Le conseil général de Côte-d’Or a voté lundi 6 janvier lors d’une session extraordinaire un avis défavorable au projet de décret du ministère de l’Intérieur portant sur le redécoupage des cantons en vue des élections en 2015.

La loi du 17 mai 2013 a réformé le mode de scrutin en vue des élections cantonales de mars 2015 en prévoyant l’élection dans chaque canton d’un binôme homme-femme, impliquant la division par deux du nombre de cantons afin de ne pas accroître le nombre de « conseillers départementaux », nouvelle appellation des conseillers généraux.

En Côte-d’Or, le projet de redécoupage des cantons prévoit de supprimer vingt des 43 cantons actuels et de porter le nombre d’élus de 43 à 46. « La suppression des cantons aura des conséquences lourdes sur la structuration des territoires avec la suppression des chef-lieux et sur les politiques publiques que nous conduisons sur le plan départemental », a dénoncé le président UDI du conseil général, François Sauvadet, fustigeant « une mise à mort politique des territoires ruraux ».

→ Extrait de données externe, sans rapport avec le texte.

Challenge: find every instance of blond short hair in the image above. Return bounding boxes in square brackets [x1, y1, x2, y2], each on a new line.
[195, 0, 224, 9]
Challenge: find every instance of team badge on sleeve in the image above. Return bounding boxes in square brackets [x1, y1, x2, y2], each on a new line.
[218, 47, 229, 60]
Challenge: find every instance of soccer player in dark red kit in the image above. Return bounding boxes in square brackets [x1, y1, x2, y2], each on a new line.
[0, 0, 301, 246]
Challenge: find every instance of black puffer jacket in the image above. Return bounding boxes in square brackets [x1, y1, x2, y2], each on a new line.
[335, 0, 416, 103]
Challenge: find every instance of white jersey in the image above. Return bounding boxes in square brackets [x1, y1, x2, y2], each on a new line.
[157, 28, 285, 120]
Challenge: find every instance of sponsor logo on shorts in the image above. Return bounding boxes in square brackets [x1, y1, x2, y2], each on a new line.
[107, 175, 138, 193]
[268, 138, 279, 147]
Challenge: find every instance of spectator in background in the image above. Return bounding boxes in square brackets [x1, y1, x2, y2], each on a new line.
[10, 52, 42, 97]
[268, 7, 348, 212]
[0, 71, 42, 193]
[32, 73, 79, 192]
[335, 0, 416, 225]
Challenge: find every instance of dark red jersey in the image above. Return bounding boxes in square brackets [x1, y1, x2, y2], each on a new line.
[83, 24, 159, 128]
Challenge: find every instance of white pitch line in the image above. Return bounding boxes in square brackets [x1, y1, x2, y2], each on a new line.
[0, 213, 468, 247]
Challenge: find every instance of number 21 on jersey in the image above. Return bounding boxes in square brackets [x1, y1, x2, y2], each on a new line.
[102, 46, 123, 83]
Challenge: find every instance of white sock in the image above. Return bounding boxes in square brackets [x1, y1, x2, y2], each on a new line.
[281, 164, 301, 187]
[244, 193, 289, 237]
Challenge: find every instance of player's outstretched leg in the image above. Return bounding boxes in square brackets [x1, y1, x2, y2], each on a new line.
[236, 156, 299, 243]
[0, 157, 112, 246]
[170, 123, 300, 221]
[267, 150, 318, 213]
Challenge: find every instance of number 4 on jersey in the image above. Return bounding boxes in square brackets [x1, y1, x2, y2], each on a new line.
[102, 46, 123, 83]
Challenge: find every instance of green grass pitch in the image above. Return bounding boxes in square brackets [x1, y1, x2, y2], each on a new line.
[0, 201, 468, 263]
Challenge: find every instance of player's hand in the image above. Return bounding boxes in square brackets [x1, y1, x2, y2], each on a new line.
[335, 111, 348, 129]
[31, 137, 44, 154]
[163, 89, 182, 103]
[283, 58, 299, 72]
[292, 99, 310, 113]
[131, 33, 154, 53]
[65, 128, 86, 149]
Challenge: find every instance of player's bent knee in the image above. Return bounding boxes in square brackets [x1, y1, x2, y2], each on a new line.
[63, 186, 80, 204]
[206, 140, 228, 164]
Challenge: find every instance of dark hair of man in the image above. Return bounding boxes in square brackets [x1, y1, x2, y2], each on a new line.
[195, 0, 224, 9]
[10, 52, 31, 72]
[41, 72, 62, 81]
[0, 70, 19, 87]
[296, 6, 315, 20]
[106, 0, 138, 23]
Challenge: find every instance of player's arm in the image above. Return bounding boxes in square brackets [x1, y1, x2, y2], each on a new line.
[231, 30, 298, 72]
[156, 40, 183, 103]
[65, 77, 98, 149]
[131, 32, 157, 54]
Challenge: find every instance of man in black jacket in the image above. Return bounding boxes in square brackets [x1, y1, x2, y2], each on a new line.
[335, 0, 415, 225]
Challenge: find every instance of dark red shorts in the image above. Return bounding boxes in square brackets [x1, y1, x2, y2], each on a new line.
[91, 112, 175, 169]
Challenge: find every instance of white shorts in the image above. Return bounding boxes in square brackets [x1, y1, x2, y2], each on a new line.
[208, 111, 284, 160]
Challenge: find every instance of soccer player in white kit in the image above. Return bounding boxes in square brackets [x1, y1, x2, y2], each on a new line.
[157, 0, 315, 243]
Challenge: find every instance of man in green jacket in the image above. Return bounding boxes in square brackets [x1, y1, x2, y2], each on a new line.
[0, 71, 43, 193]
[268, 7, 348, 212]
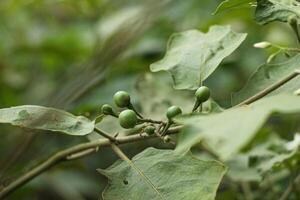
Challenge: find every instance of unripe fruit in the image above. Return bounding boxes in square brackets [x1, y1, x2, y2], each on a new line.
[114, 91, 130, 108]
[167, 106, 182, 119]
[101, 104, 115, 115]
[144, 126, 155, 135]
[195, 86, 210, 103]
[253, 42, 272, 49]
[119, 110, 138, 129]
[163, 135, 171, 143]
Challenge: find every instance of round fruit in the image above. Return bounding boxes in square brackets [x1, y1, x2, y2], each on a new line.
[101, 104, 114, 115]
[163, 135, 171, 143]
[119, 110, 138, 129]
[144, 126, 156, 135]
[195, 86, 210, 103]
[114, 91, 130, 108]
[167, 106, 182, 119]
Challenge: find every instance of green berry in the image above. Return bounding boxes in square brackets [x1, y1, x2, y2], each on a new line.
[144, 126, 156, 135]
[101, 104, 115, 115]
[167, 106, 182, 119]
[119, 110, 138, 129]
[163, 135, 171, 143]
[195, 86, 210, 103]
[114, 91, 130, 108]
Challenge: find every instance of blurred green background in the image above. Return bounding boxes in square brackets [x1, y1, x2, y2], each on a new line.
[0, 0, 296, 200]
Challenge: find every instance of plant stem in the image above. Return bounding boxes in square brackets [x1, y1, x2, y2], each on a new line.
[111, 143, 165, 200]
[0, 126, 182, 199]
[138, 119, 165, 124]
[290, 23, 300, 43]
[237, 70, 300, 106]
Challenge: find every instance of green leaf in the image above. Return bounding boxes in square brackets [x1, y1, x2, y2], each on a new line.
[0, 105, 94, 136]
[176, 94, 300, 160]
[249, 133, 300, 174]
[136, 73, 194, 120]
[255, 0, 300, 24]
[150, 26, 247, 90]
[226, 154, 262, 182]
[232, 54, 300, 105]
[99, 148, 226, 200]
[213, 0, 255, 15]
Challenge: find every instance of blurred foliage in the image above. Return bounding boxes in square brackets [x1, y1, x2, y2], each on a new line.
[0, 0, 296, 200]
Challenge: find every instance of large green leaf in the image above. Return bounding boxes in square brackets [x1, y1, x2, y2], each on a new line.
[248, 133, 300, 174]
[176, 94, 300, 160]
[255, 0, 300, 24]
[150, 26, 246, 89]
[99, 148, 226, 200]
[232, 54, 300, 105]
[0, 105, 94, 135]
[214, 0, 255, 14]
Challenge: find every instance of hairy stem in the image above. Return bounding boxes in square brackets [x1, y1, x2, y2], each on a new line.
[237, 70, 300, 106]
[111, 143, 165, 200]
[0, 126, 182, 199]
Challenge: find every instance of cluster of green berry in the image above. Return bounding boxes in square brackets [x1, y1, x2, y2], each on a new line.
[101, 86, 210, 139]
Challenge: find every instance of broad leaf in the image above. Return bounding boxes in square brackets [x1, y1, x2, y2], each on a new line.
[255, 0, 300, 24]
[214, 0, 255, 14]
[225, 154, 262, 182]
[232, 54, 300, 105]
[99, 148, 226, 200]
[176, 94, 300, 160]
[150, 26, 246, 90]
[0, 105, 94, 135]
[249, 134, 300, 174]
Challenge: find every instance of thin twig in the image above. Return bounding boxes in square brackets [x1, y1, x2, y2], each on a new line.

« Nous demandons au gouvernement de reprendre la concertation qui n’a pas eu lieu », a-t-il ajouté. « Si le gouvernement ne revoit pas sa copie, j’engagerai un recours devant le Conseil d’État », a prévenu M. Sauvadet. Les élus de l’assemblée départementale ont voté un avis défavorable au projet de redécoupage avec 24 voix pour, 12 contre, six abstentions et un refus de vote.

Au cours du débat qui a duré plus de quatre heures, le conseiller général PS Jean-Claude Robert a fait valoir qu' »aucun découpage n’est parfait compte tenu de la complexité des choses ». « La loi est votée, elle n’est pas parfaite mais elle met fin à la sous-représentation de certains territoires et des femmes », a-t-il également dit.

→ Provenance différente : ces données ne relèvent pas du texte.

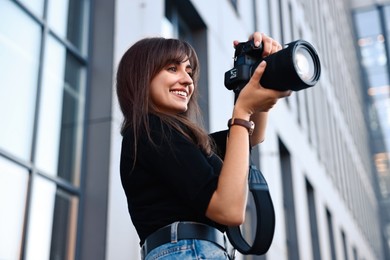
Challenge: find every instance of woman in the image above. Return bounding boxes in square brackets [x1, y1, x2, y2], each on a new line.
[117, 33, 290, 259]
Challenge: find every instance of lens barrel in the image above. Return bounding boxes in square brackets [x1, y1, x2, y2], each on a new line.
[258, 40, 321, 91]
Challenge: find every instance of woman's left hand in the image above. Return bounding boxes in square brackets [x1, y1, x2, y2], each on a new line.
[233, 32, 282, 58]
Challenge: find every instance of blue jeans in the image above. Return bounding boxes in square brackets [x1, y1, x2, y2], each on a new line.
[145, 239, 230, 260]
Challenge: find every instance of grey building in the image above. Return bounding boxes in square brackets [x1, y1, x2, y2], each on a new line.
[352, 1, 390, 259]
[0, 0, 384, 260]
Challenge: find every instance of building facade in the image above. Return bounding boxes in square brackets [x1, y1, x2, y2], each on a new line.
[352, 1, 390, 259]
[0, 0, 384, 260]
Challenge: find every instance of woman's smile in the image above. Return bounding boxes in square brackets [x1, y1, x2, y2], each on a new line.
[150, 60, 194, 114]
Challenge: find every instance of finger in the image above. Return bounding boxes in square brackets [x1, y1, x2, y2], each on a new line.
[279, 90, 292, 98]
[263, 36, 273, 57]
[271, 40, 282, 54]
[250, 60, 267, 84]
[249, 32, 264, 47]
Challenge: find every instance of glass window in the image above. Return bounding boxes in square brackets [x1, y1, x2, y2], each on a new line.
[36, 37, 86, 184]
[0, 0, 41, 160]
[19, 0, 44, 17]
[26, 176, 79, 260]
[0, 157, 28, 259]
[355, 10, 381, 37]
[48, 0, 89, 54]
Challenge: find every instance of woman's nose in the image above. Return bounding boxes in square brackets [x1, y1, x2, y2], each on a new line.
[181, 71, 194, 85]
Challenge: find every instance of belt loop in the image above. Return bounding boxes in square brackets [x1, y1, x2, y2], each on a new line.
[171, 221, 180, 243]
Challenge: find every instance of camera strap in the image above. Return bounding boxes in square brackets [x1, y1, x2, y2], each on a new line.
[227, 156, 275, 255]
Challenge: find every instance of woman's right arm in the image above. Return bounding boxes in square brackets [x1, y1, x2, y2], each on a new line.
[206, 34, 291, 226]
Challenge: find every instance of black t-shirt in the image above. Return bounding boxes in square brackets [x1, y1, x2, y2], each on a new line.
[120, 115, 227, 245]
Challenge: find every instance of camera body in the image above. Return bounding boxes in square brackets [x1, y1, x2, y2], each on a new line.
[225, 40, 321, 94]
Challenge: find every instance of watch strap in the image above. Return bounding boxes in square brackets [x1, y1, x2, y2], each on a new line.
[228, 117, 255, 135]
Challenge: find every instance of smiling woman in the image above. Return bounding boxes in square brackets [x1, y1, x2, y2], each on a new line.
[117, 33, 289, 259]
[150, 60, 194, 114]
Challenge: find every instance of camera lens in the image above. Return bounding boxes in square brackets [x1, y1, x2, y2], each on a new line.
[294, 46, 315, 83]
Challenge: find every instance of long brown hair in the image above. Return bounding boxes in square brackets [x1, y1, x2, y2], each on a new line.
[116, 37, 212, 155]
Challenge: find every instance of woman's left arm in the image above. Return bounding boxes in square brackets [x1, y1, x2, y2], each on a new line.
[250, 112, 268, 147]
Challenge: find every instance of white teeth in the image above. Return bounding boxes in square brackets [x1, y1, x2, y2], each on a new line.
[171, 90, 187, 97]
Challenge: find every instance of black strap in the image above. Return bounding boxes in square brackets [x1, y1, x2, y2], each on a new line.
[227, 163, 275, 255]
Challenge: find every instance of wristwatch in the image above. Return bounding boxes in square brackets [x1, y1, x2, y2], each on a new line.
[228, 117, 255, 135]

Élue PS dans un des cantons de Dijon, Céline Maglica a estimé que cette réforme donnerait naissance dans le département à « neuf cantons urbains, neufs cantons ruraux et cinq cantons mixtes ». « Les zones rurales seront autant représentées », en a-t-elle déduit. « C’est la fin de cette politique de notables, des baronnies. C’est le partage du pouvoir en deux, qui plus est avec une femme, qui vous fait peur aujourd’hui », a souligné Mme Maglica.